[i started writing this post as a comment on megan murray’s blog post, actually, but it quickly grew into something more.]

i find email to be a burden to my work.

it’s the hammer in the tool box. the problem is, not every situation is a nail. sometimes you need a screwdriver, and other times you need a wrench. but we’re so dependent on email (i blame ms outlook for it) that we all try hammering in screws and bolts —even when we know it doesn’t work.

even though we have instant messaging, and even though we have enterprise 2.0 tools like wikis and blogs and more, we time and time again return to email.

i think part of the reason is because ms outlook isn’t a mail client anymore; it has become a platform. since people have it open all the time and communication is instant, we use it instead of IM. we send files using outlook instead of posting them to some other service (

like sharepoint.. ugh). we schedule meetings through outlook. we look up phone numbers and office locations through outlook. we hold long conversations in outlook. we ask questions in outlook, and we distribute information in outlook.

how frustrating is it, knowing that the place where you keep answers to your questions about multivariate calculus modeling for enterprise decision support is the same place that you keep information about server downtime from the internal IT department and notes about leftover sandwiches from the breakfast meeting being in the kitchen on the 4th floor? how can anyone find anything in that mess? we waste more time cleaning, sorting, and deleting messages from our inboxes that have no business being there. cleaning, sorting, and deleting messages just so that we can find what it is we’re actually looking for.
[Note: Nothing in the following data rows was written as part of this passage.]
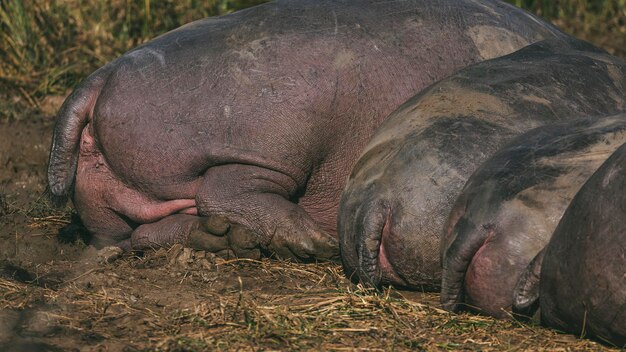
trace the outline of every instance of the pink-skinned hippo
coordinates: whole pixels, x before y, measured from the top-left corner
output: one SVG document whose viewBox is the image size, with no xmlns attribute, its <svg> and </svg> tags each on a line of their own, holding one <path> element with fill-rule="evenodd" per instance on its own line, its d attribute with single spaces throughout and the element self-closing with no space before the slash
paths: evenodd
<svg viewBox="0 0 626 352">
<path fill-rule="evenodd" d="M 497 0 L 276 1 L 187 24 L 62 106 L 48 182 L 101 244 L 336 258 L 349 171 L 398 105 L 546 38 Z"/>
<path fill-rule="evenodd" d="M 626 114 L 623 114 L 626 118 Z M 626 144 L 587 180 L 528 265 L 514 310 L 626 348 Z"/>
</svg>

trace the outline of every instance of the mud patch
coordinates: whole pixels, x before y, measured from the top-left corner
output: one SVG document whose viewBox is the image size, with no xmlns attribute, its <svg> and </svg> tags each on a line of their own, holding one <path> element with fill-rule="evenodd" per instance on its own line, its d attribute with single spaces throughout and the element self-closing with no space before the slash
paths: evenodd
<svg viewBox="0 0 626 352">
<path fill-rule="evenodd" d="M 501 123 L 513 114 L 512 108 L 494 94 L 465 89 L 450 81 L 442 81 L 436 90 L 427 90 L 418 97 L 417 102 L 407 102 L 379 127 L 378 131 L 382 132 L 372 137 L 361 155 L 374 148 L 385 148 L 390 141 L 402 140 L 410 133 L 421 133 L 437 119 L 472 116 Z"/>
<path fill-rule="evenodd" d="M 493 26 L 474 26 L 467 30 L 480 56 L 485 59 L 508 55 L 530 43 L 516 33 Z M 499 43 L 494 45 L 494 43 Z"/>
</svg>

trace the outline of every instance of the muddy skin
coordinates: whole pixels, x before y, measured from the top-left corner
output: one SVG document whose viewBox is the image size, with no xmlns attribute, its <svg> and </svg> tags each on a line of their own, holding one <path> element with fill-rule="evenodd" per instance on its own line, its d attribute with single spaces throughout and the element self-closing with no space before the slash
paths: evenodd
<svg viewBox="0 0 626 352">
<path fill-rule="evenodd" d="M 372 137 L 343 193 L 346 274 L 438 289 L 442 229 L 481 162 L 532 128 L 626 108 L 625 77 L 626 63 L 589 44 L 546 41 L 463 69 L 410 99 Z"/>
<path fill-rule="evenodd" d="M 336 258 L 341 190 L 384 118 L 458 69 L 544 38 L 567 37 L 491 0 L 276 1 L 193 22 L 67 99 L 49 187 L 72 195 L 101 244 L 204 232 L 209 251 Z"/>
<path fill-rule="evenodd" d="M 513 290 L 587 179 L 626 142 L 626 115 L 533 129 L 469 178 L 447 224 L 441 302 L 510 316 Z"/>
<path fill-rule="evenodd" d="M 547 326 L 626 347 L 625 187 L 622 145 L 576 194 L 522 275 L 516 310 L 540 307 Z"/>
</svg>

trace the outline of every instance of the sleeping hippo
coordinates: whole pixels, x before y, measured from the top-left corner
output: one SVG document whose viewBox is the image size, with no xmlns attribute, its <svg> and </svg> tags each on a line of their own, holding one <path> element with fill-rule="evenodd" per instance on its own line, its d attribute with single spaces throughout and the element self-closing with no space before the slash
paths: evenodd
<svg viewBox="0 0 626 352">
<path fill-rule="evenodd" d="M 497 0 L 279 0 L 192 22 L 68 97 L 49 188 L 102 244 L 334 258 L 341 190 L 385 117 L 545 38 L 567 36 Z"/>
<path fill-rule="evenodd" d="M 352 171 L 338 218 L 347 275 L 437 289 L 442 229 L 484 160 L 532 128 L 624 108 L 626 63 L 575 39 L 535 43 L 432 85 L 380 126 Z"/>
<path fill-rule="evenodd" d="M 624 189 L 626 144 L 584 184 L 522 274 L 515 310 L 540 307 L 548 326 L 626 348 Z"/>
<path fill-rule="evenodd" d="M 626 143 L 626 114 L 546 125 L 469 178 L 444 234 L 441 302 L 504 318 L 513 289 L 576 192 Z"/>
</svg>

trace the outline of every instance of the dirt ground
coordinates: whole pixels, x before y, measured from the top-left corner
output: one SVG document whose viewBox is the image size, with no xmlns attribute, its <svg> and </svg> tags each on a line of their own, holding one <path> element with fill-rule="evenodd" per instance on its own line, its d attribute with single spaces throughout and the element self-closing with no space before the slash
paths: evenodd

enterprise 2.0 systems need to be more than a collection of blogs, wikis, and other web 2.0 tools. it seems to me the easiest way to push adoption is to provide not just the screwdriver, or the socket set (metric, please) — we need to provide the hammer.

we have to add messaging! instant communication needs to be part of our e2.0 solutions. we need to create an internal facebook, with messaging, chat, and status updates/content sharing (micro-blogging) all in the same platform. we have to make it so that people can do their work — all their work — from within one internal platform.

all of our tools, hammers included, need to be in the same box.